Running on the Right to VoteBy William Rivers Pitt
t r u t h o u t | Perspective
Thursday 22 September 2005
There are two kinds of people in American politics today: those who know our basic right to vote and have every vote counted is imperiled, and those who have no idea such a basic right is at risk.
Those who know our voting rights are at risk - from electronic touch-screen voting machines that use unverified software, offer no paper ballots, transfer data via modem to hackable mainframes, and are manufactured by companies whose officers are in the hip pocket of the GOP, and all this is just for starters - have gone to great lengths to inform the uninformed.
They have written books, started websites, done exhaustive research, and harassed elected officials from one side of the country to the other. There have been the occasional success stories, breakthroughs that give hope to those who see this as the single most important issue facing the country. More often than not, however, the back-and-fill of money politics sweeps away their legitimate concerns, and the problem continues to grow.
Enter John Bonifaz.
Those who have been following the slow demise of our right to vote will recognize that name. Bonifaz, a lawyer and constitutional scholar from Boston, is the founder of the National Voting Rights Institute (NVRI). Since 1994, NVRI and Bonifaz have been on the cutting edge of the defense of voting rights for all Americans. Bonifaz and NVRI were at the forefront of the fight to defend the Massachusetts Clean Elections law, which was overwhelmingly approved by the people but defunded by the threatened politicos in the state legislature. Bonifaz and NVRI won a landmark ruling from the Massachusetts Supreme Judicial Court on this issue, forcing the state to provide the necessary funds to all qualified candidates running in the 2002 state elections.
Bonifaz and NVRI have also been fighting against the 1976 Supreme Court ruling that equated unlimited campaign money and spending as free speech. Their work on this has been aimed at defending mandatory campaign spending limits, public financing of elections, and other important campaign reforms.

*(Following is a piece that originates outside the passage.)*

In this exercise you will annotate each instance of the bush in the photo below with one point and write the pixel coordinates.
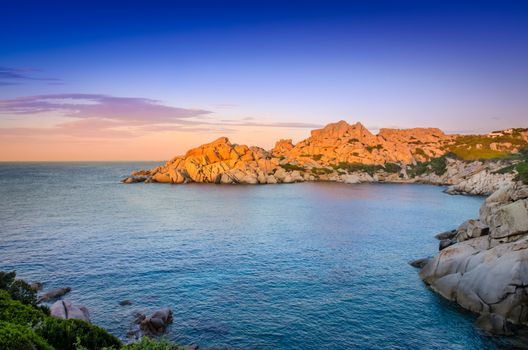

More recently, Bonifaz threw himself completely into the fight for a recount of all votes cast in the overwhelmingly shady presidential vote in Ohio in 2004. An amazing number of complaints from voters, as well as reports of outright fraud by eyewitnesses, continues to stain the official outcome of that all-important vote. Bonifaz represented Green Party candidates Michael Badnarik and David Cobb in their ongoing legal challenge to this vote, and was able to bring John Kerry and John Edwards into the suit. We know today about what really happened in Ohio last November because of Badnarik, Cobb and John Bonifaz.

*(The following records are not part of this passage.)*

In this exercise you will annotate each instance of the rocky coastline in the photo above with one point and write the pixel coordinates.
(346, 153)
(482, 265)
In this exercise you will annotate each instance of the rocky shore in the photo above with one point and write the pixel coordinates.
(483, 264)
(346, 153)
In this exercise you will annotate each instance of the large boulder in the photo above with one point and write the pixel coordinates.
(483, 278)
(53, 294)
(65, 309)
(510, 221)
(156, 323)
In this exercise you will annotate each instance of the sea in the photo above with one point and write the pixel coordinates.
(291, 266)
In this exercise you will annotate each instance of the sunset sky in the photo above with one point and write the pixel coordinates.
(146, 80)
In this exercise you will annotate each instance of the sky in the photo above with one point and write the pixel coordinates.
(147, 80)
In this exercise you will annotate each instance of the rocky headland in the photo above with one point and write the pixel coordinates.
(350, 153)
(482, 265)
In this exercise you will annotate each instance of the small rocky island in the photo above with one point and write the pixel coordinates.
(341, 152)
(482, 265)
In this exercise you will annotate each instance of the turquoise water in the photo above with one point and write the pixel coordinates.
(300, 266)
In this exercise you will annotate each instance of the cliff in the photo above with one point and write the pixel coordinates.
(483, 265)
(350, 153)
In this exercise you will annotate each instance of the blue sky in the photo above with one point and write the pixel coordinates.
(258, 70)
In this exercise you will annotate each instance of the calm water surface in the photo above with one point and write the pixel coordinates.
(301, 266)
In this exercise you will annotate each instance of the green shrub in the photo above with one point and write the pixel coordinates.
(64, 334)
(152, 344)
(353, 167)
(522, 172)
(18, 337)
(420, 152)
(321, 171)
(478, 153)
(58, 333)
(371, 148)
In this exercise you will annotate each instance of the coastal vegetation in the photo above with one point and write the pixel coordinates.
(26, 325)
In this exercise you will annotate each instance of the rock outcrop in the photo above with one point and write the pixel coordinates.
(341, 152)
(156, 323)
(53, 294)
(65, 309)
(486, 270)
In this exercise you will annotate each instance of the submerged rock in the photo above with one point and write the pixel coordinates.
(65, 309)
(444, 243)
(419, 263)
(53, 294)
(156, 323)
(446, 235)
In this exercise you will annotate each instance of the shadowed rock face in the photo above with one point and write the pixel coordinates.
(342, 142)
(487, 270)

John Bonifaz is thinking about running for the office of Secretary of State for Massachusetts in the upcoming 2006 election.(snip)
Mr. Bonifaz has not yet decided to run, and a number of factors must come into focus before a decision is made. First and foremost, his exploratory committee must establish sound fundraising processes, and have to figure out early if the money will be there for a statewide campaign.